My wife has been married to many different men. When she was 30, she was married to this young guy from another country who was kind of an idiot, and really kind of arrogant. 

He thought he knew how the world worked, and had all these ideas about how life should be. Turns out, he was kind of wrong, about a lot of things. He had a lot of learning to do.

And the lessons came fast.

Just a few years later, she was married to a man who was kind of broken. He was struggling to work through his own trauma, both of recent and distant origin, and was discovering that he needed a lot of help, although he wasn’t willing to ask for it. She patiently waited for him to work through his issues, and tried to help where he would allow her.

Eventually he asked for help, and began to change.

Several years later she was married to a man who was stuck. This man had exchanged freedom and sanity for an imagined security, and had found that he could not escape the demons of his past as easily as he thought he could. 

Unable to move forward because of the beliefs that held him in his own private purgatory, she waited patiently, again helping where she could.

Until the moment was right, and she helped him fly.

Now she’s married to a man who is trying. He’s come a long way from where he was when she first married him 23 years ago, yet he still brings with him challenges and frustrations. But hopefully he’s also learned a few things along the rough and broken journey, and he’s trying to use those to help her and their family, as well as those he has met along the way.

She’s been more patient that he has deserved, but that’s kind of her way.

The reflection here today is that we all change as we travel through our own highway of days. Sometimes that change is the result of persistent personal growth and improvement, and other times it’s a response to the many lessons delivered unto us by life. 
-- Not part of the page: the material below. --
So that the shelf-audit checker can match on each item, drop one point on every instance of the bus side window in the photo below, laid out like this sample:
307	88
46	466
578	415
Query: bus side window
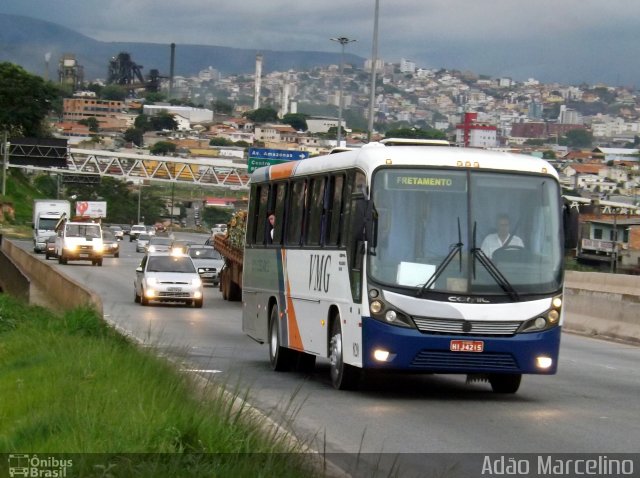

For some, change occurs quickly, and for others, the change takes a life time.

But the process of change is so very important.

My goal is to constantly change until I find a version of me that I can live with, and who is at peace with himself. That definition of peace is always changing, but it also gives me the freedom to change into the person who I feel I should be, not just the person who I currently am. We each define ourselves as much by our intentions as we do by our inadequacies. 

The process is just as important as the progress.

So if you struggle with who you are today, or feel like you need to make a few changes here and there, please know that life gives you the freedom to choose the next iteration of you, even if it’s only in how you react to all that you find in the world. The greatest changes you make will always be the ones deep inside your heart and your mind.

Just decide who you will be, and work on becoming you all over again.